Département de justice et police

Liquidé

Zusammenfassung

Message du 11 septembre 2002 relatif à la loi fédérale sur l'analyse génétique humaine

Ausgangslage

Ces dernières décennies, les connaissances sur le patrimoine génétique humain ont progressé de façon spectaculaire et conduit au développement de nouvelles méthodes d'analyse en vue notamment de déterminer les gènes responsables de maladies et d'anomalies. L'analyse du patrimoine génétique contribue au diagnostic, à la prévention et à la thérapie de maladies incurables jusqu'ici. Elle permet aussi - ce qui est révolutionnaire - de déterminer des prédispositions à des maladies avant que des symptômes cliniques ne se manifestent. Enfin, elle permet d'établir la filiation ou l'identité d'une personne grâce à l'établissement d'un profil d'ADN. Ces différentes applications soulèvent toutefois des questions éthiques, psychiques et sociales particulièrement délicates.

Le présent projet de loi fixe les conditions auxquelles les analyses génétiques humaines peuvent être réalisées, en particulier dans les domaines de la médecine, du travail, de l'assurance et de la responsabilité civile. En outre, il règle l'établissement de profils d'ADN permettant de déterminer la filiation ou l'identité d'une personne dans une procédure civile ou administrative, ainsi qu'en dehors d'une procédure, sous réserve de l'application de la loi fédérale sur les profils d'ADN, actuellement examinée par le Parlement. L'autorisation d'effectuer des analyses génétiques dans le domaine de la recherche sera réglée dans la future loi fédérale sur la recherche sur l'être humain.

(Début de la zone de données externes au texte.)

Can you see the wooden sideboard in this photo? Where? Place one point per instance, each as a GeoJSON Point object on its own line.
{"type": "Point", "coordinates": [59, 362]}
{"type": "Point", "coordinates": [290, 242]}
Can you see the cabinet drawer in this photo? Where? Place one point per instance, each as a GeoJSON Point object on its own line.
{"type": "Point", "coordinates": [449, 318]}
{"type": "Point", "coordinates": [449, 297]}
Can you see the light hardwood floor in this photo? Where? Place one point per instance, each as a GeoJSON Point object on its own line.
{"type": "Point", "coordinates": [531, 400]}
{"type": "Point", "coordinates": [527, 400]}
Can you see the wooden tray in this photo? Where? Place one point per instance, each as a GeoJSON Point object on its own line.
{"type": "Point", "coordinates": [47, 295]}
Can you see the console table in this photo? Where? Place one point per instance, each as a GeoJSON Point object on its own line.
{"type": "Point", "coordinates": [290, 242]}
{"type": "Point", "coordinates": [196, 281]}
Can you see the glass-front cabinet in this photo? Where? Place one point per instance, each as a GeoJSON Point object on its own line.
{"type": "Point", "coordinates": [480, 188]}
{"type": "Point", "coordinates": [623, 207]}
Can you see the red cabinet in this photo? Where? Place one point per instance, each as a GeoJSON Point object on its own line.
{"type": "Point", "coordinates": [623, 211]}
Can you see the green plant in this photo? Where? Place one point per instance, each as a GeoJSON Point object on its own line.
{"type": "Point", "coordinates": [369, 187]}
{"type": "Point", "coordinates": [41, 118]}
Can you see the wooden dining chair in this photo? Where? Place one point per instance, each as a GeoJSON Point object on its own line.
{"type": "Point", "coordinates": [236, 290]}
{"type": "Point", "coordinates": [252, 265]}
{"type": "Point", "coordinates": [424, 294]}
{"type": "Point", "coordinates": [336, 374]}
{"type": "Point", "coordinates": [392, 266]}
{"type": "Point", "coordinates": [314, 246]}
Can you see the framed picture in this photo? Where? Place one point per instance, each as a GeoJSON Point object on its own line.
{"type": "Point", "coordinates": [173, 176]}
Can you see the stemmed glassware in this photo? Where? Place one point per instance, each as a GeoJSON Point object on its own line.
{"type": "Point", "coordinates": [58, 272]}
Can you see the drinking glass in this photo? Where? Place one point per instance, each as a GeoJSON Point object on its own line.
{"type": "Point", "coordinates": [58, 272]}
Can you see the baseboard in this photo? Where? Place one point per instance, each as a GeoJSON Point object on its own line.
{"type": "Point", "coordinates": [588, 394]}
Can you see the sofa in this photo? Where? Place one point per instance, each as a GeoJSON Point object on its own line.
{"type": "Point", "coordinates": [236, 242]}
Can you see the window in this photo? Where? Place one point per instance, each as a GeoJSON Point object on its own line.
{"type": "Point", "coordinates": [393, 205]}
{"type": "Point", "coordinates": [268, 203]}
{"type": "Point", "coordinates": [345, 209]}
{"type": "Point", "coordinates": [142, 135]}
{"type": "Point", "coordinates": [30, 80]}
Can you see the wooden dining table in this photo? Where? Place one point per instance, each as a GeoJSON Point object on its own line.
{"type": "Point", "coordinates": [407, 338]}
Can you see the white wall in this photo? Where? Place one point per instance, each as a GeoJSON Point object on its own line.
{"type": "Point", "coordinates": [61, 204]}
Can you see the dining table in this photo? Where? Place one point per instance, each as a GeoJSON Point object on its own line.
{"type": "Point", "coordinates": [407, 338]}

L'analyse génétique constitue un domaine d'application de la biologie, qui évolue très rapidement. C'est pourquoi la loi doit être formulée de la manière la plus souple possible de sorte que les développements futurs soient également pris en compte. Pour cette raison, le projet de loi entend par analyses génétiques non seulement les analyses cytogénétiques et moléculaires, mais également toutes les autres analyses de laboratoire qui visent à obtenir de manière directe des informations sur le patrimoine génétique. Ce qui est déterminant n'est dès lors pas la méthode d'analyse elle-même, mais le but de celle-ci, à savoir la détermination par une analyse de laboratoire des caractéristiques du patrimoine génétique héréditaires ou acquises pendant la phase embryonnaire. En outre, le projet prévoit l'institution d'une Commission d'experts pour l'analyse génétique humaine, qui devra, entre autres, émettre des recommandations pour les praticiens et signaler les lacunes de la législation. En raison de la complexité des analyses génétiques et de la difficulté d'interpréter leurs résultats, le projet met l'accent sur la garantie de la qualité. Ainsi, une analyse génétique ne peut en principe être prescrite que par un médecin. La remise des trousses de diagnostic génétique in vitro est soumise à des conditions strictes. Les laboratoires qui effectuent des analyses cytogénétiques ou moléculaires devront obtenir une autorisation de l'autorité fédérale compétente. Il en va de même pour les dépistages.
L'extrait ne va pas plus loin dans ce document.